A propos de "La Course Libre"
Article écrit en novembre 1924 par Marius Lautier alias "Lou Salinié" - chroniqueur taurin entre deux guerres - sur le journal "L’Aficion".

La Course Libre
La course libre est, de par son nom, une course où chacun peut exécuter tout ce qui lui plaît. Il en était du moins ainsi il y a un demi-siècle (article daté de 1925 NdR).
A ce moment-là les taureaux étaient presque uniquement de sang Camargue.

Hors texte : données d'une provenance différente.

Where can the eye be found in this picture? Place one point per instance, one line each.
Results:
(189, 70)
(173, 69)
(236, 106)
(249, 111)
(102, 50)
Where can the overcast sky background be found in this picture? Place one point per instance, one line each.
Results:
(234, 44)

Par la conformation même de leurs cornes on pouvait alors exécuter toutes les fantaisies impossibles aujourd’hui : par exemple se coucher brusquement devant le taureau où l’on ne risquait, lorsque celui-ci surpris ne sautait pas, que quelques coups de mufle ; poursuivre l’animal à plusieurs avec une échelle, étant à peu près certains de ne trouver de résistance que sur le frontal, l’attaquer enfin avec un demï-muid, un sac de paille, voire même une brouette, ce qui demandait assez d’adresse de la part des exécutants.La course libre était la grande attraction et il n’était pas de fête sans taureaux.
« La Causo es manifeste,
Gès de troucho sènso iòu
E gès de belli fèsto
Sènso courso de Biôu. »a dit Auzias Jouveau, ce fin poète Provençal et, de Nîmes, à Beaucaire, d’Arles à la mer, des Saintes-Maries à Aigues-Mortes, il n’y avait de voto où l’on ne s’amusât au jeu de l’Arène.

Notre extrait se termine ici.